This seems a bit redundant in making a DF and then joining. Should I just add a column of low/mid_vol .over("symbol) and then filter? I would greatly appreciate any ideas! Thanks

import polars as pl

def vol_buckets2(
    data: pl.DataFrame | pl.LazyFrame,
    lo_quantile: float = 0.4,
    hi_quantile: float = 0.8,
    _column_name_volatility: str = "realized_volatility",
) -> pl.DataFrame | pl.LazyFrame:
    """
    Calculate volatility buckets for each symbol without using `map_groups`.
    This function segments the input data into three volatility categories based on the specified quantiles of the volatility column.
    """
    # Ensure data is a LazyFrame for efficient computation
    if isinstance(data, pl.DataFrame):
        data = data.lazy()

    # Calculate low and high quantiles for each symbol
    low_vol = data.select(
        [(pl.col(_column_name_volatility)
        .quantile(lo_quantile)
        .over("symbol")
        .alias("low_vol")), pl.col("symbol"), pl.col("date")
    ])
    high_vol = data.select(
        pl.col(_column_name_volatility)
        .quantile(hi_quantile)
        .over("symbol")
        .alias("high_vol"), pl.col("symbol"), pl.col("date")
    )

    # Join quantile calculations back to the original data
    data = data.join(low_vol, on=["symbol", "date"], how="left")
    data = data.join(high_vol, on=["symbol", "date"], how="left")

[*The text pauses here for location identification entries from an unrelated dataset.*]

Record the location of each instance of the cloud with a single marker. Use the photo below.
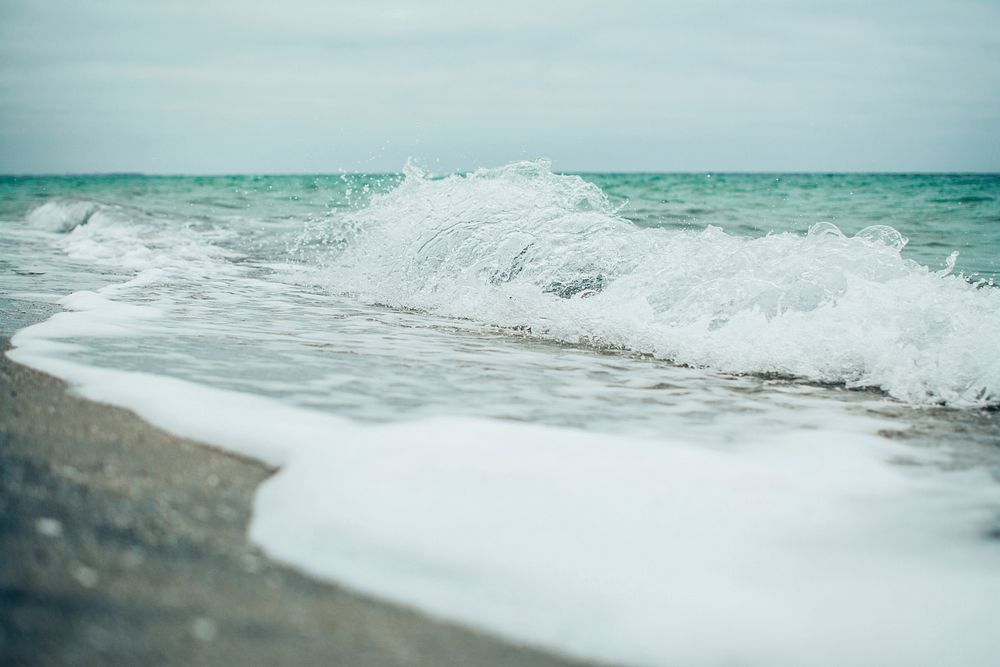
(319, 86)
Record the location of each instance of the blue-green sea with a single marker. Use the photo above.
(618, 416)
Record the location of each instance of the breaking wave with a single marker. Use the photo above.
(525, 248)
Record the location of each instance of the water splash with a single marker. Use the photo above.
(522, 247)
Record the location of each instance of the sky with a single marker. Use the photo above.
(309, 86)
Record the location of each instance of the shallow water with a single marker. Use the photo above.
(728, 348)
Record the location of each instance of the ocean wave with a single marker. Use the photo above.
(525, 248)
(62, 215)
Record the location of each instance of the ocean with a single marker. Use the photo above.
(691, 419)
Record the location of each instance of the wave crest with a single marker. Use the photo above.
(523, 247)
(62, 215)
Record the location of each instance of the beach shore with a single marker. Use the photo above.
(123, 545)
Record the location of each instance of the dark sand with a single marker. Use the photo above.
(123, 545)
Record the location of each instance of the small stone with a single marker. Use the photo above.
(203, 629)
(85, 576)
(49, 527)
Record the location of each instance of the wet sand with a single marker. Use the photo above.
(123, 545)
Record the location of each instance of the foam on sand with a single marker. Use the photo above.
(809, 549)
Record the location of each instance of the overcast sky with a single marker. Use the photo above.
(319, 86)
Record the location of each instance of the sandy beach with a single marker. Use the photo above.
(123, 545)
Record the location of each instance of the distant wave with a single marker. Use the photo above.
(62, 215)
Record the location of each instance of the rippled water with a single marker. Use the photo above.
(714, 312)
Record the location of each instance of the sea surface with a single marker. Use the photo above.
(691, 419)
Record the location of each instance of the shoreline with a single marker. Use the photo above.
(125, 545)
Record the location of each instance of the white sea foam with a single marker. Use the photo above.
(808, 549)
(522, 247)
(788, 538)
(62, 215)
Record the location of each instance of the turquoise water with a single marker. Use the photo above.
(939, 213)
(568, 410)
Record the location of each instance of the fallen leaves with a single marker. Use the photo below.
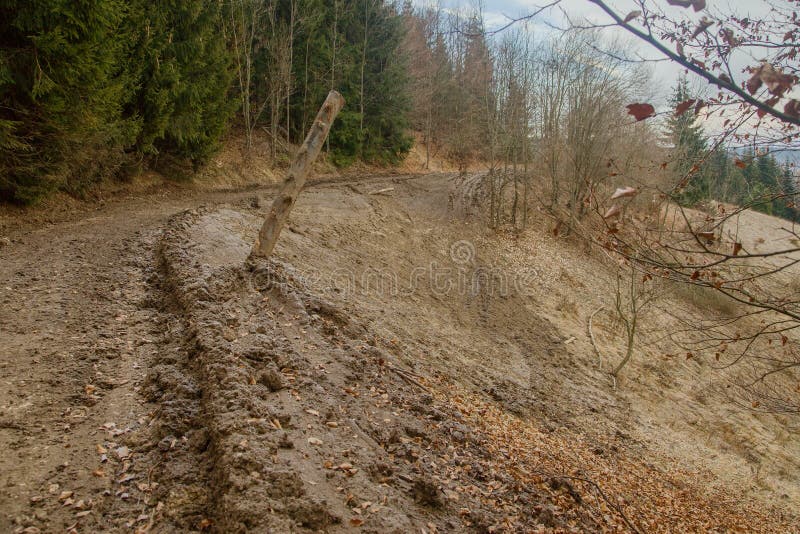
(613, 211)
(624, 192)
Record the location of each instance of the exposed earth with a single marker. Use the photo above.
(393, 368)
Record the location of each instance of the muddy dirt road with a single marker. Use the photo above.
(155, 381)
(78, 330)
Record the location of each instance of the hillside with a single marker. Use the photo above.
(396, 367)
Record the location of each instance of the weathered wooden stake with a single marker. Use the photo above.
(296, 177)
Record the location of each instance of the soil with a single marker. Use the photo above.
(393, 368)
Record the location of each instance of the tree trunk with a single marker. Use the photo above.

    # Determine the volatility bucket for each row using expressions
    vol_bucket = (
        pl.when(pl.col(_column_name_volatility) <= pl.col("low_vol"))
        .then(pl.lit("low"))
        .when(pl.col(_column_name_volatility) <= pl.col("high_vol"))
        .then(pl.lit("mid"))
        .otherwise(pl.lit("high"))
        .alias("vol_bucket")
    )

    # Add the volatility bucket column to the data
    data = data.with_columns(vol_bucket)

    # Drop the intermediate quantile columns
    data = data.drop(["low_vol", "high_vol"])

    return data.collect() if isinstance(data, pl.LazyFrame) else data

>Solution :

You can achieve the same functionality using polars’ expression API with pl.Expr.qcut.

def vol_buckets_new(
    data: pl.DataFrame | pl.LazyFrame,
    lo_quantile: float = 0.4,
    hi_quantile: float = 0.8,
    _column_name_volatility: str = "realized_volatility",
) -> pl.DataFrame:

    if isinstance(data, pl.LazyFrame):
        data = data.collect()

    result = data.with_columns(
        pl.col(_column_name_volatility)
        .qcut([lo_quantile, hi_quantile], labels=["low", "mid", "high"])
        .over("symbol")
        .alias("vol_bucket")
    )

    return result.lazy()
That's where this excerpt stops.